Hace unos días Rafael me aseguró que él pertenecía a la generación perdida. Tenía aliento etílico, pero no estaba borracho.
Sus ropas empercudidas y la voz ronca, supongo que por el reiterado consumo de bebidas alcohólicas, me condujeron a pensar en la validez del término que repitió dos o tres veces durante nuestra breve conversación en las inmediaciones de la calle Compostela, en La Habana Vieja.
No me atreví a decirle que esas dos palabras identificaron a un grupo de notables escritores que vivieron en París y otras ciudades del viejo continente, desde el final de la Primera Guerra Mundial hasta la Gran Depresión. Mucho menos hacerle saber que la escritora y poetisa estadounidense Gertrude Stein fue la que acuñó el término, popularizado más tarde por Ernest Hemingway, en dos de sus libros.
A mis recuerdos vinieron los años en que estudiábamos en la escuela primaria Adalberto Gómez y posteriormente en la secundaria Forjadores del Futuro.
Eran los años de la inocencia y las ilusiones de que íbamos a alcanzar el éxito en todos los proyectos que cada cual consideraba esencial para ser feliz.
Hacía cerca de dos años que no veía a Rafael por el barrio. Me explicó que estaba preso por vender cuatro paquetes de galletas. Fue juzgado por actividad económica ilícita. No indagué sobre el monto de la condena. Me dijo, sin yo preguntarle, que le faltaban ocho meses para extinguirla.
En su antebrazo derecho colgaba una camisa de hilo.
"¿La quieres? Está barata. Dame dos pesos [3 dólares al cambio] y es tuya."
Rechacé la oferta, advirtiéndole que había visto un policía en la esquina. De ser sorprendido, su libertad condicional podría ser revocada.
No averigüé la procedencia de la prenda de vestir. A fin de cuentas no la iba a comprar.

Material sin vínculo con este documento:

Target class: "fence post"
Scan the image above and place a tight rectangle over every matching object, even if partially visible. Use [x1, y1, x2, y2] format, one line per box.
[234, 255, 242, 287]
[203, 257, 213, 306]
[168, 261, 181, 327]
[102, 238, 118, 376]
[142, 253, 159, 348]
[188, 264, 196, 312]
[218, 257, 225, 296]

En el encuentro anterior, Rafael me puso al corriente de su dramática existencia. La muerte de su madre, el derrumbe total de su casa y su primera experiencia carcelaria tras una airada discusión con un policía.

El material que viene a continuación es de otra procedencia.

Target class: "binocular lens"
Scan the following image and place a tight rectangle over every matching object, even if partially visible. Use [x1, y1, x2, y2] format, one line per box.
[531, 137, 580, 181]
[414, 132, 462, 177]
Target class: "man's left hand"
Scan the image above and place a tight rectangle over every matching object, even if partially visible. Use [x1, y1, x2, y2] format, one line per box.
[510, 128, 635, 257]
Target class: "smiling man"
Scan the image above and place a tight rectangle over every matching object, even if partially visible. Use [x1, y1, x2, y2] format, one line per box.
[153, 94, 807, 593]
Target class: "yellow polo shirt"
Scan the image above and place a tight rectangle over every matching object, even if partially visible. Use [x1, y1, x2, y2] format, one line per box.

"Duermo donde me coja la noche. Tengo que estar borracho las 24 horas del día para ni pensar en la vida de perro que llevo. Vivo al día con lo que cojo en alguna tendedera o me dan para revender. La vida me tumbó por knock-out y a estas alturas de la pelea difícil pueda levantarme. Hace un mes que cumplí 54 años", sentenció con su voz de trueno.
Antes de despedirse me pidió dinero. Le di algo sin pensar que tal vez lo gastaría en varios tragos de ron barato.

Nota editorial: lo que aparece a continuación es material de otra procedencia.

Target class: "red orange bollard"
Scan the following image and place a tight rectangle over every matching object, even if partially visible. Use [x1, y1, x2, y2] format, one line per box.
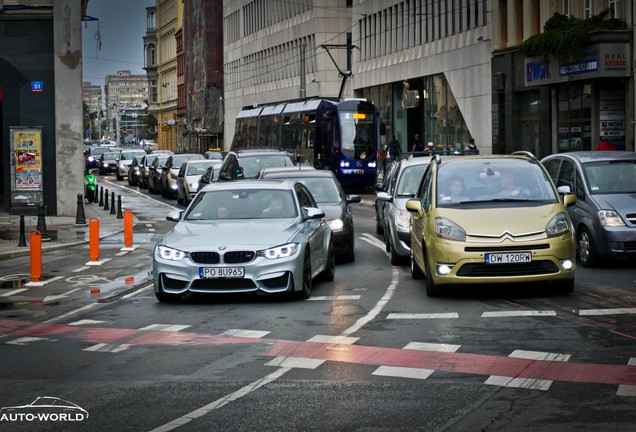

Mientras enrumbaba mis pasos hacia la casa, medité sobre el destino de Luis, que pudo sobrevivir al desplome del cuarto donde vivía y ahora es un pordiosero que ocasionalmente revende periódicos; en Lorenzo que murió fulminado por el alcohol; en el suicidio de Lázaro con aguardiente y somníferos por no encontrarle sentido a vivir como un esclavo del Estado; en Dagoberto, que malvive en un cuartucho apuntalado y sin ventilación con una diabetes que lo está matando.
Todos nacimos en 1961, dos años después de una revolución que nos llenó de angustias y falsas promesas.
Dentro de una década, estaremos en el umbral de la tercera edad, quizás muertos o con muy pocas fuerzas para cumplir con los reglas del capitalismo de Estado que se construye, según el general-presidente, sin prisa, pero sin pausas.